O filho era fã do "tres leches" e, de vez em quando, assaltava a geladeira de madrugada. "Eu vendia o bolo em pedaços, em embalagens triangulares, mas deixava na forma de um dia para outro para só cortar e embalar antes de sair. Ele acordava, pegava a espátula, comia parte do bolo e voltava a dormir, sem fazer barulho. Quando eu acordava, faltavam pedaços de bolo", revela Nelas, que tem uma filha morando na Argentina e outro filho, mais novo, ainda vivendo na Venezuela.
Então não é só pelo dinheiro. O bolo 'tres leches' tem uma importância espiritual pra mim, fala.
Família, amigos e alegria
Yuriberh Zerpa, de 37 anos, é outra venezuelana que tem uma ligação especial com a receita tão popular em seu país de origem. A bacharel em Química está no Brasil há 11 anos e mora em Santo André, na Grande São Paulo. Para ela, o "tres leches" é sinônimo de família, amizade e alegria.
"Tenho lembranças muito especiais. Aprendi a fazer esse bolo quando criança, com uns 5, 6 anos. Ajudava minha irmã a preparar, porque ela e o namorado - hoje marido -, vendiam o 'tres leches' em pedaços, com um carrinho, no parque. Eu separava os ovos, lavava louças, ajudava a medir. Quando virei adolescente, ajudava a vender também. Fazer o bolo hoje em dia é honrar a minha irmã", comenta ela, que tem 37 anos.
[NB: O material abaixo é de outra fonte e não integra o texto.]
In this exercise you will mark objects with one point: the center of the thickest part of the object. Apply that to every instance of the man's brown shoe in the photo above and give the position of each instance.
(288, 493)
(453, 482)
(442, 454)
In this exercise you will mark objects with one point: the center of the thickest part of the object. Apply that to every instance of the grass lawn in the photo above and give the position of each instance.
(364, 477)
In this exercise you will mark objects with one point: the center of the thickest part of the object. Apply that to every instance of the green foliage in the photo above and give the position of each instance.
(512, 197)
Yuriberh costuma preparar a sobremesa a pedido de amigos, também venezuelanos.
Gosto de fazer porque esse bolo é sinônimo de alegria, família, comemoração, de se juntar, dar gargalhadas e compartilhar, define.
Ela segue a receita o mais tradicional possível, inclusive adotando merengue, preparado com essência de nata, e calda com rum, ambos trazidos da Venezuela. "Eu não bebo, mas tenho um rum em casa só para esse bolo. Esses dois ingredientes fazem com que o bolo tenha mais sabor e cheiro de bolo venezuelano", argumenta.
A única modificação é dobrar a quantidade de leite condensado e creme de leite para que a mistura fique bem concentrada. Na decoração, prefere a cobertura branquinha, tal qual a receita original, no máximo com canela por cima, como é costume entre sua turma.
Sobremesa de todo dia
Na maioria dos países latinos e sul-americanos, o "tres leches" não é um doce ligado a datas especiais, mas é tido como sobremesa comum, oferecida tanto em restaurantes quanto preparada em casa. O chef Enrique Paredes, do restaurante Ama.zo, conta que é bastante consumida em seu país de origem.
Ele, aliás, também guarda lembranças ligadas ao prato doce. "Quando comecei minha carreira na cozinha, com uns 17 anos, trabalhava em um restaurante grande, que atendia cerca de 300 pessoas por dia. Dentro do buffet, sempre tinha o 'tres leches' - o tradicional e com chocolate - e todas as noites, aguardava fechar o buffet para pegar um pouco do bolo que tinha sobrava. Ou seja, comia quase todos os dias", conta.